In essence, when being asked for a webpage, the server sends the HTML
page as well as a bunch of resources (CSS, JS, image, whatever) in the
same HTTP response. These are individually decompressed and cached and
available handy when the HTML parsing requires fetching resources (lots
of that can happen in parallel I imagine, depending on the bundling).
Best of all, this is all seamless. Just keep writing HTML as you've
always had, no need for new "assets.zip$/lib/main.js" syntax.
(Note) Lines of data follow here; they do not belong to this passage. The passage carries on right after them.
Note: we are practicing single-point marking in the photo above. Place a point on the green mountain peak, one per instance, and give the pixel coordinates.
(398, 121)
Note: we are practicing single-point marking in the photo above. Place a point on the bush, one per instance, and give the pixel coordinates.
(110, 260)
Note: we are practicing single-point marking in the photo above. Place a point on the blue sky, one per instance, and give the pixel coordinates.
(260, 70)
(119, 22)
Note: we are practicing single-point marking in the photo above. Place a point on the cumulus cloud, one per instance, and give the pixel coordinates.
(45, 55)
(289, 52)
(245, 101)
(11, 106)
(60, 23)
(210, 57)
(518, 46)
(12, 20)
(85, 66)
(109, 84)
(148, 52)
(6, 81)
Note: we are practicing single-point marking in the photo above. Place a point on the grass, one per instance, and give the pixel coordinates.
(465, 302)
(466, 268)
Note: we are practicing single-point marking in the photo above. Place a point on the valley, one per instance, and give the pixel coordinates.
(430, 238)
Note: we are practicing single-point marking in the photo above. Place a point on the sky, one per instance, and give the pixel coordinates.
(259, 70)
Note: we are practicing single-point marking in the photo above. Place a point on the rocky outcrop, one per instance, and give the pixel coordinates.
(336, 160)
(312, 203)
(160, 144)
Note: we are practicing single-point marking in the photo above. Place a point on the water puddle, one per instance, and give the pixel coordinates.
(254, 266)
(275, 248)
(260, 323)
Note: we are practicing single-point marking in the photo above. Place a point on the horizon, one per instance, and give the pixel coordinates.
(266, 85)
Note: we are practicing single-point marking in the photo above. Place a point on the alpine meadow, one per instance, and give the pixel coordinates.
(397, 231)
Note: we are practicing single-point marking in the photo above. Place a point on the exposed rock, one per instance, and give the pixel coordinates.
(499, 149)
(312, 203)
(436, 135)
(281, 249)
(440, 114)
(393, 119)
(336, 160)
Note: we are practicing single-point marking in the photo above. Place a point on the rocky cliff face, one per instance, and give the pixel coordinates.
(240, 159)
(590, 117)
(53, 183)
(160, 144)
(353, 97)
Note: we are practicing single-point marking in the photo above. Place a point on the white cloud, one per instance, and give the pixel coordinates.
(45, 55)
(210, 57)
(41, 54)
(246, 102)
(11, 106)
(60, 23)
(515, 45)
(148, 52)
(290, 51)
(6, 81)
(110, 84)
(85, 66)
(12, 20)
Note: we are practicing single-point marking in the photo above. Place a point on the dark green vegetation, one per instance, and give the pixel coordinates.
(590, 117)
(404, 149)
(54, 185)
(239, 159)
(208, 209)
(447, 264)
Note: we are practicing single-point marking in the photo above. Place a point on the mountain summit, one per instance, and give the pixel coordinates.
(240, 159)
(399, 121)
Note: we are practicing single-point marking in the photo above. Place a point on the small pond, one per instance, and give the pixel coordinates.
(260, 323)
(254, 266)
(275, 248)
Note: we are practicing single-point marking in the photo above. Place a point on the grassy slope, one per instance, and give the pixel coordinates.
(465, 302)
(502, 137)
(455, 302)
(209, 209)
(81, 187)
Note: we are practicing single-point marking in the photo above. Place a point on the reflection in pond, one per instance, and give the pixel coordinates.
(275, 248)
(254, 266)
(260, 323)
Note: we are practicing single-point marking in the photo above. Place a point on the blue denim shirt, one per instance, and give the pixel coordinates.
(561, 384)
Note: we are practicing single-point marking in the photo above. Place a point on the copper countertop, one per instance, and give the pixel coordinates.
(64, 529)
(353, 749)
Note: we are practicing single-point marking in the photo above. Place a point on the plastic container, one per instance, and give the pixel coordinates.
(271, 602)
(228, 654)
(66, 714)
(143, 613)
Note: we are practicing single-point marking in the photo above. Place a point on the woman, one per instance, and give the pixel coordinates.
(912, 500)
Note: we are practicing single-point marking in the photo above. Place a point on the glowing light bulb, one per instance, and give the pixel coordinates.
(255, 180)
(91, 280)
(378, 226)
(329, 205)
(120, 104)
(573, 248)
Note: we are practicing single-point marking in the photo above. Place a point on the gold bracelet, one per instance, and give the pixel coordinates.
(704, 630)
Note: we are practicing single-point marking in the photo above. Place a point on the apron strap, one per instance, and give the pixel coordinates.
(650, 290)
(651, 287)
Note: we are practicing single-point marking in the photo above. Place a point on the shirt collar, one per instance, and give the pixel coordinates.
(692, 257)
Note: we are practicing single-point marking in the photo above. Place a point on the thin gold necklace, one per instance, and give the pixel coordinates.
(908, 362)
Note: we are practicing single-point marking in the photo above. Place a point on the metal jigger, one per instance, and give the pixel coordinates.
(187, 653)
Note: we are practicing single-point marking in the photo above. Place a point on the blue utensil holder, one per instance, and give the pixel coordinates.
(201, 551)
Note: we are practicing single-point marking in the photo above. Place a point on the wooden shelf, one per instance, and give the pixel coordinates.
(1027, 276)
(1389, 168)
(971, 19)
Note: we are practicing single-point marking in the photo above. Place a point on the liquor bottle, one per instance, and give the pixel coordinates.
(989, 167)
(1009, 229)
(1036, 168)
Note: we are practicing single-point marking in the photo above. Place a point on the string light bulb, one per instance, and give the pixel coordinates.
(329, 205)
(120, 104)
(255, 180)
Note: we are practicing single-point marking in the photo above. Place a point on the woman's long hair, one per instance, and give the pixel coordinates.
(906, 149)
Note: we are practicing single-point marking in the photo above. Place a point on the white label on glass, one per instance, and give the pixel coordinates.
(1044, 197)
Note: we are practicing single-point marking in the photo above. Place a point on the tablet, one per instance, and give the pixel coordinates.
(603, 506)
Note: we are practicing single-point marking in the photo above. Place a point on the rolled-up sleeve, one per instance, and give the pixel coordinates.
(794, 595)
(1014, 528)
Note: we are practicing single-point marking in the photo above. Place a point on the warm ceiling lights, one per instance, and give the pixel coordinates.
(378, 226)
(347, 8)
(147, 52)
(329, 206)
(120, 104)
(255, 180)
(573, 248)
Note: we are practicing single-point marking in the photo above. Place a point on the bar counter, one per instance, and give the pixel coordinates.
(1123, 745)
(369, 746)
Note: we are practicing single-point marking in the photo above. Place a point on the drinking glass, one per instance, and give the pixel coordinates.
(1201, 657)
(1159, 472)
It keeps
the HTML decoupled from the "how" of resource delivery.
Among other benefits [1]:
"pushed resources are cached individually by the browser and can be
reused across many pages"
=> It's not clear this can happen with an asset.zip
"by the time the browser discovers the script tag in the HTML response
the |main.js| file is already in cache, and no extra network roundtrips
are incurred!"
=> Not even a need to load an additional asset.zip
We can discuss the deployment aspects of HTTP 2 and whether Generic
Bundling as proposed can provide benefits before HTTP 2 is fully
deployed, but I feel the bottleneck will be the server-side engineering
to bundle the resources and this work is equivalent for both HTTP 2 and
the proposed Generic Bundling.
So HTTP 2 wins?
David
[1] http://www.igvita.com/2013/06/12/innovating-with-http-2.0-server-push/
Le 10/10/2013 19:30, Jonathan Bond-Caron a écrit :
About Generic Bundling in:
https://github.com/rwaldron/tc39-notes/blob/master/es6/2013-09/modules.pdf
<script src="assets.zip$/lib/main.js"></script>
It could be reworked as:
<link rel="loader" type="application/zip" href="assets.zip">
<script src="lib/main.js"></script>
Simple pattern for packaging web apps where 'assets.zip' might be
already available.
For remote fetching, I imagine it would block waiting for assets.zip
to be available. Could be solved with something like:
<script src="lib/main.js" ref="assets.zip"></script>
Which would lookup <link rel="loader"> and match ref=assets.zip to
href=assets.zip
Either way, I'm curious where the discussion is taking place, w3c?
How does this fit with Ecmascript, System.loader?